Home / International / FEMA raises reinsurance with first cat bond
6 August 2018
The US Federal Emergency Management Agency (FEMA) has directly tapped capital market investors for the first time, to lift its flood reinsurance to $US1.96 billion ($2.64 billion) following last year’s damaging hurricane season.
FEMA has entered a three-year agreement with Hannover Re, which is sponsoring a $US500 million ($673 million) catastrophe bond through a special-purpose subsidiary. The coverage took effect last Wednesday.
It adds to the $US1.46 billion ($1.97 billion) traditional reinsurance program provided by 28 companies for the National Flood Insurance Program (NFIP) this year.

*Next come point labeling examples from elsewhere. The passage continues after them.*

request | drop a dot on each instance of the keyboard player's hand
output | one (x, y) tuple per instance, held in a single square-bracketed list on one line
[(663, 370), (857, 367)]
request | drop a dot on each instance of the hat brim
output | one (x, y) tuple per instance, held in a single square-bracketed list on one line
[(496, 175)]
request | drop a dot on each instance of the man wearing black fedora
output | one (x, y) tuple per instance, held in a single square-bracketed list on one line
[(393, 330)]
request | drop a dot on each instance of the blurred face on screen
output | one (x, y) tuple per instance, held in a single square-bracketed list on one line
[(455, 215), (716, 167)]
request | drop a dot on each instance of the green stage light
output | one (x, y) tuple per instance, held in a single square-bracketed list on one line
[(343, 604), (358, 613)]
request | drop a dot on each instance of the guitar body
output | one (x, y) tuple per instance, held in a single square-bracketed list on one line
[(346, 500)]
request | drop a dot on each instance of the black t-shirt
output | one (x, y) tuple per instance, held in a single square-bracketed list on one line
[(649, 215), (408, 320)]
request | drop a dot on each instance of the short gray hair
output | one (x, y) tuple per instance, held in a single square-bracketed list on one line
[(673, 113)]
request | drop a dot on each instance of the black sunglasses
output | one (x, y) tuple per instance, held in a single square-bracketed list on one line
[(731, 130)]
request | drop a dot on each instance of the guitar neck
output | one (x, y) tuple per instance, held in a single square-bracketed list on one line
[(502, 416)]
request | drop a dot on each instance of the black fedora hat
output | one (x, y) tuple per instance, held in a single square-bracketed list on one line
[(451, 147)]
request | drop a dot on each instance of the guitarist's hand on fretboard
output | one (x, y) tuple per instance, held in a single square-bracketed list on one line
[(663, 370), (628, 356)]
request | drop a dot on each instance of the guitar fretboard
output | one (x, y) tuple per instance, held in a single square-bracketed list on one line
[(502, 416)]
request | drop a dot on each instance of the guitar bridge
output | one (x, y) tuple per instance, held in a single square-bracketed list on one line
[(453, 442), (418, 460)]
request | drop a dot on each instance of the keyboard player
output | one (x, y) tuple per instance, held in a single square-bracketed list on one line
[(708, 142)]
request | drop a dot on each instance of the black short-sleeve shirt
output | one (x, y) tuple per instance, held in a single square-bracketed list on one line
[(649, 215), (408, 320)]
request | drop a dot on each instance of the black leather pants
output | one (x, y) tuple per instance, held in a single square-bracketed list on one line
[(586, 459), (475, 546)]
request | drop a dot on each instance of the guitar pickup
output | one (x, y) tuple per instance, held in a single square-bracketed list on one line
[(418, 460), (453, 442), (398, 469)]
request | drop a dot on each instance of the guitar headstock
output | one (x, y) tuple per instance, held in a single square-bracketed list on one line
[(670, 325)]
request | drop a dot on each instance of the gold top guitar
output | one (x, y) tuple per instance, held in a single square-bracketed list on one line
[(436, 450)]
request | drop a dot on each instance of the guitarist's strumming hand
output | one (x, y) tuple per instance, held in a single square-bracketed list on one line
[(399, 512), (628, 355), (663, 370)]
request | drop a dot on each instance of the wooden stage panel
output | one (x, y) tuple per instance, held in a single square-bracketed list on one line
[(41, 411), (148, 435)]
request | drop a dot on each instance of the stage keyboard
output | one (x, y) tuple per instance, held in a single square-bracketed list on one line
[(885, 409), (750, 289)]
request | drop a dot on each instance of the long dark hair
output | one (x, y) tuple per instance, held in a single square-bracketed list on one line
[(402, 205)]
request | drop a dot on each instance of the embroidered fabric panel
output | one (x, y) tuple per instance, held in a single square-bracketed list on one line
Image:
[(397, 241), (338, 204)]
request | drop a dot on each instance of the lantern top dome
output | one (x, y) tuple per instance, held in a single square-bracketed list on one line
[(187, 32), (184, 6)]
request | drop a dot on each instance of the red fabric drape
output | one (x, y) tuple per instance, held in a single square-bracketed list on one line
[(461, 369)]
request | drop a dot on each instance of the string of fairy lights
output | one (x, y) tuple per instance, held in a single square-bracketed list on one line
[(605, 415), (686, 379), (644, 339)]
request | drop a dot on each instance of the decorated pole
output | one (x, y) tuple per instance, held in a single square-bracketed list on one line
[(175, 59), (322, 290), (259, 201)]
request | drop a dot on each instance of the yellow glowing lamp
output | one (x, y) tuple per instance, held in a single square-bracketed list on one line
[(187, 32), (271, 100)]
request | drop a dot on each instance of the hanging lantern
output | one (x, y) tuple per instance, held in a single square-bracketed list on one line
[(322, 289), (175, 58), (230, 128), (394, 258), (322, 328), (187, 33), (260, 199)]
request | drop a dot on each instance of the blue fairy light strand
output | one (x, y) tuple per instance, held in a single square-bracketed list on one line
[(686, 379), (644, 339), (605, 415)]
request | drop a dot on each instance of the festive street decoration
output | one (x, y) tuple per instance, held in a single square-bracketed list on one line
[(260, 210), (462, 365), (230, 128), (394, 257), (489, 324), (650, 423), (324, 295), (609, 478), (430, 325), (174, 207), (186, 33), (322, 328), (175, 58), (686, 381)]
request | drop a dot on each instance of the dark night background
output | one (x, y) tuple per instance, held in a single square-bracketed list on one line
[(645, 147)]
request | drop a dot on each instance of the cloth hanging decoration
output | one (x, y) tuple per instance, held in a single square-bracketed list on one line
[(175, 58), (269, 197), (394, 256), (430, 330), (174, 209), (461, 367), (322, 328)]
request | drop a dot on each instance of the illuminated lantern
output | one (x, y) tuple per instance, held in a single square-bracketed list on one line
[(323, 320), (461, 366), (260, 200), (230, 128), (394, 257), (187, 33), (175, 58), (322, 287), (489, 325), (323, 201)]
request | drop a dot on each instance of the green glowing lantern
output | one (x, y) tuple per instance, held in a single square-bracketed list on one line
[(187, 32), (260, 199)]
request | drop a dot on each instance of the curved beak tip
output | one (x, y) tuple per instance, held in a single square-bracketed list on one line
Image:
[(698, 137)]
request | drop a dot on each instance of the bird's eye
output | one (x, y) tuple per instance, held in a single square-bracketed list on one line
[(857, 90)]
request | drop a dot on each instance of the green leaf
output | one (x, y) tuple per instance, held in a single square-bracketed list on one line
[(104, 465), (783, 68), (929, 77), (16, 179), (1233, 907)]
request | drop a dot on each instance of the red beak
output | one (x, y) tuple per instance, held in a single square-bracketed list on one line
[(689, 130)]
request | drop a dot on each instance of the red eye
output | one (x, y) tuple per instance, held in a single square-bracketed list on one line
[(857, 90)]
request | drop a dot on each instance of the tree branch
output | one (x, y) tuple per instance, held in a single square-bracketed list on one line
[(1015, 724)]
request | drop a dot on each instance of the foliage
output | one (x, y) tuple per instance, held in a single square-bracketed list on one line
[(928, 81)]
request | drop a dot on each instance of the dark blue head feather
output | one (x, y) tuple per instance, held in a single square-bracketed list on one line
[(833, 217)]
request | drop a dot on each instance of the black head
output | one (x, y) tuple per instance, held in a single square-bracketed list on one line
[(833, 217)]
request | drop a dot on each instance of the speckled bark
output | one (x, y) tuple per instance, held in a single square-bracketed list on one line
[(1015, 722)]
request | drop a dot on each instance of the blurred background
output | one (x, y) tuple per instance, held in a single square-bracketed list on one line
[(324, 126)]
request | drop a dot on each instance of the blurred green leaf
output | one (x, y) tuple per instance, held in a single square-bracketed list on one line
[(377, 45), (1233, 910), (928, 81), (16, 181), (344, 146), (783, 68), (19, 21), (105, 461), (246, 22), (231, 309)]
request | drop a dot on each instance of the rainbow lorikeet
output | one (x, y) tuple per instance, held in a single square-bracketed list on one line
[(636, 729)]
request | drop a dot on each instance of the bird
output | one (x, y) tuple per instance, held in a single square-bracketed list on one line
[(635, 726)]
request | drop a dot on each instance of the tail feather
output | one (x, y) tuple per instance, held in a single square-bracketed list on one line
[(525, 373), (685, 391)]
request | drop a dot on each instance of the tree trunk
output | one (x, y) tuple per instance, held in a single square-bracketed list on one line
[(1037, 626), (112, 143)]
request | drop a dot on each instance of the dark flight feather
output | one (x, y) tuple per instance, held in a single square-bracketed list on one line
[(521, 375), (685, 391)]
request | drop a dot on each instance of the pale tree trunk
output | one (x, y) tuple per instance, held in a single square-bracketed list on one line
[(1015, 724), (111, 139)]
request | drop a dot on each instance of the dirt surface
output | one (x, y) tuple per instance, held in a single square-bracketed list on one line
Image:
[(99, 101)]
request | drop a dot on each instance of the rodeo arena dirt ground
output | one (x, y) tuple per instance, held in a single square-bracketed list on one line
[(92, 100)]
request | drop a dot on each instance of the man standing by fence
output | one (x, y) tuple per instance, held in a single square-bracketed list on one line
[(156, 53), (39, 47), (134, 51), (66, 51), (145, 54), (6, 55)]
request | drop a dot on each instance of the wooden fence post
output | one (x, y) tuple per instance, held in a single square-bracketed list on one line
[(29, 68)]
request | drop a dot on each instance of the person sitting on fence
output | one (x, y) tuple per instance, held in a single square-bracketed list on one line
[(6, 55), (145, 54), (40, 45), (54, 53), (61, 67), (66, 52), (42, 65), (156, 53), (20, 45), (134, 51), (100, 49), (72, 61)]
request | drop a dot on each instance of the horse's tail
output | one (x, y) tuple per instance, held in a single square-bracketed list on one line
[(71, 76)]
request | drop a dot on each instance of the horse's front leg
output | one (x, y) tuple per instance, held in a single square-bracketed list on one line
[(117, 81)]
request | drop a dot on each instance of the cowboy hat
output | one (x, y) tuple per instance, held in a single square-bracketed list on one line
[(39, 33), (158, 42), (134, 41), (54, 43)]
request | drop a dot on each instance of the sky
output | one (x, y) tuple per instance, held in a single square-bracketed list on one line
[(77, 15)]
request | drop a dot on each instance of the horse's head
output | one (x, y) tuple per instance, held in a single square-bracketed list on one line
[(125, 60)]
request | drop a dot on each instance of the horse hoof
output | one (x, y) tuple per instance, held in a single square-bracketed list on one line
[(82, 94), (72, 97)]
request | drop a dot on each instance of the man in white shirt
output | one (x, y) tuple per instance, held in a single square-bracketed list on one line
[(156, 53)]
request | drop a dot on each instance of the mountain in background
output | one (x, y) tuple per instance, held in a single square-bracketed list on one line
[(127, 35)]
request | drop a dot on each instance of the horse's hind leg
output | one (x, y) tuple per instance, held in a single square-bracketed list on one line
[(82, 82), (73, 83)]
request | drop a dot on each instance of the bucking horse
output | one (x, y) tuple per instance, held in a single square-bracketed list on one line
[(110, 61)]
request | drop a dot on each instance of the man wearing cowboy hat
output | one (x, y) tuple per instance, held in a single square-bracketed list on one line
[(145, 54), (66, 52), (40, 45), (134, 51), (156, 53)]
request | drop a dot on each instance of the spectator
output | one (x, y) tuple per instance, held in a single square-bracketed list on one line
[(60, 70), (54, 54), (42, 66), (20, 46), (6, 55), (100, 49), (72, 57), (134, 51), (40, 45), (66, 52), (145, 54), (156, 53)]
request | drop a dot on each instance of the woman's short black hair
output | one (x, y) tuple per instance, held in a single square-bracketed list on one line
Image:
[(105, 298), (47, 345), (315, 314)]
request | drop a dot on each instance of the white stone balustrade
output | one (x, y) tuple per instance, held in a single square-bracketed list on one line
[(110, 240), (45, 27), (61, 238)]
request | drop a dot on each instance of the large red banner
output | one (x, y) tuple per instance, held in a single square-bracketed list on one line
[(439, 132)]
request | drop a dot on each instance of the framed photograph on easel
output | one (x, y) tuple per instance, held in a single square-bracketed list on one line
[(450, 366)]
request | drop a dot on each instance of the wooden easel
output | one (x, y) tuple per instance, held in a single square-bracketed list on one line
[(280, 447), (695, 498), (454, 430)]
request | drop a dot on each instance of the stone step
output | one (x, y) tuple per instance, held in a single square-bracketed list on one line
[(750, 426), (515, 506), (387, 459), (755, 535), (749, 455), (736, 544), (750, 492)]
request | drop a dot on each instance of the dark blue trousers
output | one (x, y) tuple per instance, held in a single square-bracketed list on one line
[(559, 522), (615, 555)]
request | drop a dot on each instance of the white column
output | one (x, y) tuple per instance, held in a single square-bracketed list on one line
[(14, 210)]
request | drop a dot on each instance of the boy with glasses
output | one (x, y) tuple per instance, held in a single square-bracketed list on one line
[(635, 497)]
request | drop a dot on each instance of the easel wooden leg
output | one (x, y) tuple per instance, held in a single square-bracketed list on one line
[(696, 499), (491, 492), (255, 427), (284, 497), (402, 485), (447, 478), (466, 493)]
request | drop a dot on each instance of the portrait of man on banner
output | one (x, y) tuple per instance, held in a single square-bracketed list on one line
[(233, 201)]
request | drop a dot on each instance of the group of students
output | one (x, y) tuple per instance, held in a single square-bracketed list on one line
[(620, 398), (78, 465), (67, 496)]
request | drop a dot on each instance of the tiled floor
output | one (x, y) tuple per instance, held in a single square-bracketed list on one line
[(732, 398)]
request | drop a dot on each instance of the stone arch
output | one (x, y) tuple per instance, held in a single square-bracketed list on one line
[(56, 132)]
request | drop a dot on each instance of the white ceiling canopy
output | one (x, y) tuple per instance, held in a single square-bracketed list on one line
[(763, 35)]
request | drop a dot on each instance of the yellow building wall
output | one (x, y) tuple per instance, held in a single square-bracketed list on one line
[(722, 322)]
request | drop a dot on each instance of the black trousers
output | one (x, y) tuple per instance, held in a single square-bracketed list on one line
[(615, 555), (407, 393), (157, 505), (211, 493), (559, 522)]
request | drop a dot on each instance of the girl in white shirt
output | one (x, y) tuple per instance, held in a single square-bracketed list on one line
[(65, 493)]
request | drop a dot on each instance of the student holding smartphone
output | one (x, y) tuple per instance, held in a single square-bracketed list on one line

“Engaging capital markets was the logical next step in maturing the NFIP reinsurance program in a way that benefits policyholders and taxpayers, and expands the role of the private markets in managing flood risk in the US,” NFIP CEO David Maurstad said.
The agreement is structured to cover, for a given event, 3.5% of losses from $US5-$US10 billion ($6.7-$13.5 billion), and 13% of losses from $US7.5-$US10 billion ($10.1-$13.5 billion). FEMA will pay $US62 million ($83 million) in premium for the first year.
Guy Carpenter and GC Securities were contracted for the placement, and Aon Benfield provided financial advisory services.
Last year FEMA locked in $US1.04 billion ($1.4 billion) of traditional reinsurance, which it recovered in full following Hurricane Harvey.